I just add those IPs to a temporary PF blocklist after 3 attempts. If you don't run anything on port 25 just ignore it - as said: it's normal background noise nowadays.
 
That would be reassuring if I saw different IP addresses pummeling my port 25. I issued this command:

tcpdump -n -e -ttt -i pflog0 port 25

And what I got for a solid hour, repeating 4x every 30 seconds was this. No other IPs.

Code:
 00:00:00.000000 rule 2/0(match): block in on igb0: 196.251.92.51.58290 > 10.145.120.61.25: Flags [S], seq 3140717274, win 29
200, options [mss 1460,sackOK,TS val 352339672 ecr 0,nop,wscale 7], length 0

It seems to me that if it was bots probing port 25 I should see lots of different IP address such as you show in your code snippet. Wouldn't you agree?

FWIW, I've sent an 'abuse' email to the email shown in the 'whois' info.
 
It seems to me that if it was bots probing port 25 I should see lots of different IP address such as you show in your code snippet.
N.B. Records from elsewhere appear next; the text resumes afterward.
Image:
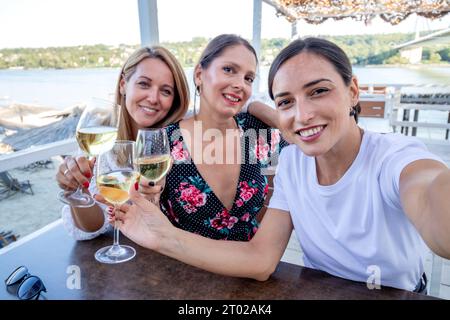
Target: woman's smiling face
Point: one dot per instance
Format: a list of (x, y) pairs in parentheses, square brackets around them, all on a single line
[(150, 92), (226, 84), (313, 103)]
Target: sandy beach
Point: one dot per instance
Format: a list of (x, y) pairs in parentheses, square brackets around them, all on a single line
[(25, 213)]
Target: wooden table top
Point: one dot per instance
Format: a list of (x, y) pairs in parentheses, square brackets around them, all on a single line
[(54, 256)]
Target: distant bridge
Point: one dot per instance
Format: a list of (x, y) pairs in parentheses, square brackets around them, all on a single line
[(412, 50)]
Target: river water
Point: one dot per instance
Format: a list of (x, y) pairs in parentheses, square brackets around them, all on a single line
[(68, 87)]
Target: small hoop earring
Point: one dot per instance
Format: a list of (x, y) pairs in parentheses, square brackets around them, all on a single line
[(198, 92)]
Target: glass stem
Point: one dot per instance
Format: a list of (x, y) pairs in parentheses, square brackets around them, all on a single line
[(116, 235)]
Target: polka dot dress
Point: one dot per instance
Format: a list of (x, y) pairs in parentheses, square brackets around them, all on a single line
[(189, 202)]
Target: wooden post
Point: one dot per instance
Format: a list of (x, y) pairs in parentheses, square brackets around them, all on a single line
[(148, 22), (257, 13)]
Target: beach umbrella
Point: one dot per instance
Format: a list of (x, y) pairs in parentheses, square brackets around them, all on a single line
[(56, 131)]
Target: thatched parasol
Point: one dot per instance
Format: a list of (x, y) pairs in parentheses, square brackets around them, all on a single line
[(56, 131)]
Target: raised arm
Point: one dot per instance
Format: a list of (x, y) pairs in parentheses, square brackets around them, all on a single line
[(425, 196), (78, 171), (145, 224)]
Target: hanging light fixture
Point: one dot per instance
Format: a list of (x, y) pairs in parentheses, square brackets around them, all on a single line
[(392, 11)]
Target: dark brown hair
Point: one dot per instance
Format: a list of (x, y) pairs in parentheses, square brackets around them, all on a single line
[(217, 45)]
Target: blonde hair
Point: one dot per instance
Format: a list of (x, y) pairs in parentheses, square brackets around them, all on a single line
[(181, 99)]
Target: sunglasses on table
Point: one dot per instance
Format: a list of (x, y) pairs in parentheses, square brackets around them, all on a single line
[(29, 286)]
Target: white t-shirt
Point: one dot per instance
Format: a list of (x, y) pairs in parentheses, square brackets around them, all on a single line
[(355, 229)]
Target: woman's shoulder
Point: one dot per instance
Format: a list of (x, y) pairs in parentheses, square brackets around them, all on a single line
[(172, 127), (247, 121)]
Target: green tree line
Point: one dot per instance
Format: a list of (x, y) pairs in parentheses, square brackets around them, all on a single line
[(362, 50)]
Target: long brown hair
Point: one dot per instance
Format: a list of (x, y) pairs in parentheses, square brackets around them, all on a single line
[(180, 102)]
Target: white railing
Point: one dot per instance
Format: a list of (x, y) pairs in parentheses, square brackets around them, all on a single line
[(37, 153)]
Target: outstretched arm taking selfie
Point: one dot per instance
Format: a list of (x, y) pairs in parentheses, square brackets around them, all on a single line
[(146, 225), (425, 196)]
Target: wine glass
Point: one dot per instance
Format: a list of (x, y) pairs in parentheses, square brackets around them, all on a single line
[(116, 173), (96, 132), (153, 153)]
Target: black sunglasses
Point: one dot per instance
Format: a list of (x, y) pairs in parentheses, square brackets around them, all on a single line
[(29, 286)]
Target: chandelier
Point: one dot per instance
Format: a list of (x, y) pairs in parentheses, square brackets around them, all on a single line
[(392, 11)]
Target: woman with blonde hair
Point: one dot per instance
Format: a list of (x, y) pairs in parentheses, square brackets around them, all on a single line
[(153, 92)]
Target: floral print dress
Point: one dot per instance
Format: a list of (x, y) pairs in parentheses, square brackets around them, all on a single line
[(189, 202)]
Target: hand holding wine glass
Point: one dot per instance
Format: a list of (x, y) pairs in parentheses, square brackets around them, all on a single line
[(153, 156), (96, 132), (116, 173)]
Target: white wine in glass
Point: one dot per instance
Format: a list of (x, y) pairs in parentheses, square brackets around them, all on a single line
[(116, 173), (96, 133), (154, 168)]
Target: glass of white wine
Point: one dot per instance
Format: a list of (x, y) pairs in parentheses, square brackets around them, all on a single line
[(153, 153), (116, 173), (96, 133)]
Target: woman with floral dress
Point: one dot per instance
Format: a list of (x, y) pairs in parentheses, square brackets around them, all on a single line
[(214, 197)]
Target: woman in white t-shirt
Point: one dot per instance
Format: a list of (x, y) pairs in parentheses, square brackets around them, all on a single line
[(362, 203)]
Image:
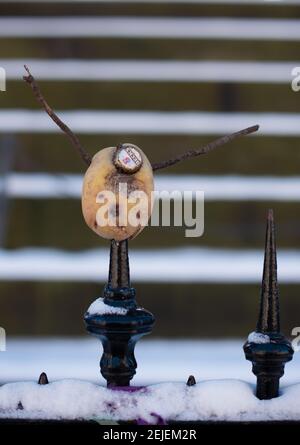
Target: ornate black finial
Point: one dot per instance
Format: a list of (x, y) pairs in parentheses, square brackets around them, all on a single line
[(122, 324), (267, 348)]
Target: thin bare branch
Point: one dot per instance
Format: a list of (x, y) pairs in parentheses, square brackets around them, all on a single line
[(203, 150), (85, 156)]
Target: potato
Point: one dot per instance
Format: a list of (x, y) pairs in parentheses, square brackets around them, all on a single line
[(116, 195)]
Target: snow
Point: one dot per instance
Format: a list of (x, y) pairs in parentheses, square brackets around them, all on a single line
[(99, 307), (224, 187), (208, 400), (159, 360), (258, 338), (152, 70), (224, 28), (150, 122), (224, 390), (147, 265)]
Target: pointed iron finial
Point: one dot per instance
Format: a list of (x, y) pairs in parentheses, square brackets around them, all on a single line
[(269, 356), (43, 379), (269, 320)]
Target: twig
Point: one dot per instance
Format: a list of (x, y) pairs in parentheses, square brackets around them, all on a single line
[(203, 150), (85, 156)]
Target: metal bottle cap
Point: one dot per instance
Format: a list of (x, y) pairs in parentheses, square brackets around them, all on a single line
[(128, 158)]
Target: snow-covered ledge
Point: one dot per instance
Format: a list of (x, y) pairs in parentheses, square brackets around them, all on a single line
[(215, 400)]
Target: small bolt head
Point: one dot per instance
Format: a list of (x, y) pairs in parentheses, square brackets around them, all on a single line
[(128, 158)]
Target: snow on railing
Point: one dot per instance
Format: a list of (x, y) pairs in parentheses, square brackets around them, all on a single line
[(223, 188), (183, 2), (150, 122), (197, 265), (152, 70), (154, 27)]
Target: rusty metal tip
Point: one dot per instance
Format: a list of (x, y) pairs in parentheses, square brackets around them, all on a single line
[(271, 215), (43, 379), (191, 381)]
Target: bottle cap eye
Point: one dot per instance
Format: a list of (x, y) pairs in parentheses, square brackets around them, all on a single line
[(128, 158)]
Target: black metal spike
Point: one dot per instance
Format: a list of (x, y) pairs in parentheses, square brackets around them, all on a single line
[(191, 381), (43, 379), (269, 320), (269, 357)]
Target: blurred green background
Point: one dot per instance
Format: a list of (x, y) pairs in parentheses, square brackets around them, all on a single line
[(181, 310)]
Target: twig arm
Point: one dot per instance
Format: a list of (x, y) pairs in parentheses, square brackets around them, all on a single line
[(203, 150), (85, 156)]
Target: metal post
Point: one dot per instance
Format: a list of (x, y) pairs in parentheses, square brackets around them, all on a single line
[(118, 332), (7, 154), (269, 358)]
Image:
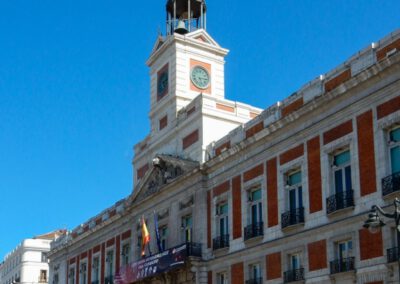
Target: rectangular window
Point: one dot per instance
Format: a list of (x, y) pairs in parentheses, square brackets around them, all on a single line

Wouldn't you agree?
no, there's often that one idiot bot script that got stuck and doesn't move on for several days... E.g. 178.16.53.46 is returning a few times in that snippet.

FWIW, I've sent an 'abuse' email to the email shown in the 'whois' info.
This usually isn't worth the time. 90% of those bots origin from AS/ISPs/hosters that don't care and/or are known for hosting malware.

Again: if you don't run anything on port 25 just ignore it. If you actually run a MTA consider running mail/spamd to make those idiots at least waste valuable time and resources and (considerably) slow them down.
 
Look up the IP addresses with whois(1).

sends a SYN packet to 49.12.46.241.443 and 49.12.46.241.80
IP address is registered to Hetzner (popular cloud/hosting provider in Germany).

incoming email server connection attempts are made every 35 seconds around the
clock from 196.251.92.51.
This address is registered to Zhongguanchun (technology district in Beijing) operating from the Seychelles. Dodgy. As others have noted, probably a bot.
 
Well thanks to everyone. Several things I hadn't been able to pin down and I'd long been avoiding spamd for no particular reason. Running opensmtpd here; very, very low traffic.

Mostly I'll have to just consider this one of the costs of doing business (personal business :).